Technologies like Duplex, Calo says, are “kind of the descendants of Microsoft’s Bob and Clippy. We are finally getting it right, and with that finally getting right, making it sound human with the pause and the ums, this does create these dangers. Because if you can take interpersonal interaction and you can scale it and exquisitely manipulate it, then the possibilities are legion.” All of which is to say, this kind of automated and realistic human impersonation raises both ethical issues of trust and philosophical questions like what does it mean to have relationships if those relationships are conducted mostly by machines.

There are also practical worries. It’s not hard to imagine this kind of technology being targeted or manipulated by hackers, spammers, trolls, and other bad actors.
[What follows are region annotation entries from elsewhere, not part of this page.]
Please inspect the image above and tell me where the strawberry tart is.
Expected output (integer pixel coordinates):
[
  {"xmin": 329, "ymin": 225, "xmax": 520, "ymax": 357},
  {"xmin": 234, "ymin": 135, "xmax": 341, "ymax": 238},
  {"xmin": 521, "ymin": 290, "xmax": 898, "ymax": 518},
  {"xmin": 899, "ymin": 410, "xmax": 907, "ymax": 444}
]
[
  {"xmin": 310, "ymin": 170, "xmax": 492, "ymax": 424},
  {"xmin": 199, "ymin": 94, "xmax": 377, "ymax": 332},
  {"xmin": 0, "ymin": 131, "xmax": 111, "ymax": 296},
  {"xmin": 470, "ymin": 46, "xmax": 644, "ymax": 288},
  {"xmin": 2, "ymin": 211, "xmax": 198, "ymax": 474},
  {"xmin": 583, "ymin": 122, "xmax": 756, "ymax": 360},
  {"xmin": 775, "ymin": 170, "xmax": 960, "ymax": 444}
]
If 2016 Twitter is prologue, the hypothetical scenario of AI phones being conscripted into a disinformation campaign is not unreasonable. “Who is responsible for the behavior of these bots?" asks Liautaud. "If something really goes wrong, is it the owner of the phone? Is it Google? Does the machine have any responsibility? The developer?”

These are the same questions that have to be asked of driverless cars and facial recognition tech. There is no answer yet. A central issue for those grappling with the ethics of AI is who has the authority make decisions. "And," says Liautaud, "how do we allocate that responsibility for the consequences for those decisions?"

Even when it comes to more mundane, everyday life, such features could also introduce logistical challenges. If your phone is responding to emails and texts so you can focus on the more fun parts of life, how do you keep track of all the agreements your phone has made on your behalf? The integration with reminders and calendars will need to be robust and seamless, lest a phone intended to provide convenience ends up producing yet another a ream of data to parse and track.

That sounds annoying, and creepy. If I’m going to have to keep track of my emails and texts and appointments anyway, I’d rather not also be forced to face the uncanny valley while I do it.